Write a (dask) geodataframe in optimized QuPath geojson detection format.

Batch effect visualization/correction

filter_hest_stromal_housekeeping(meta_df, ...)

Filter the genes of HESTData samples, such that: - only stable housekeeping genes are kept (see assets/MostStable_{species}.csv).

get_silhouette_score(adata_list, labels[, ...])

Compute the silhouette score for adata_list, cluster memberships are passed in labels (len(labels) == len(adata_list))

plot_umap(adata_list, labels, plot_path[, ...])

Create UMAP plot (n=2) for adata_list, cluster memberships are passed in labels (len(labels) == len(adata_list))

correct_batch_effect(adata_list[, batch, ...])

Apply a batch effect correction method to a list of Spatial Transcriptomics expressions

Miscellaneous

tiff_save(img, save_path, pixel_size[, ...])

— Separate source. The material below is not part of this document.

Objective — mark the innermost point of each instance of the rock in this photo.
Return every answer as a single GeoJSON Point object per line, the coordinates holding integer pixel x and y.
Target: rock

Save an image stored in a numpy array to the generic tiff format

autoalign_visium(fullres_img[, save_dir, name])

Automatically find the spot alignment based on an image with apparent Visium fiducials

write_10X_h5(adata, file)

Writes adata to a 10X-formatted h5 file.

find_pixel_size_from_spot_coords(my_df[, ...])

Estimate the pixel size of an image in um/px given a dataframe containing the spot coordinates in that image

get_k_genes(adata_list, k, criteria[, ...])

Get the top-k genes according to some criteria in common genes across multiple samples.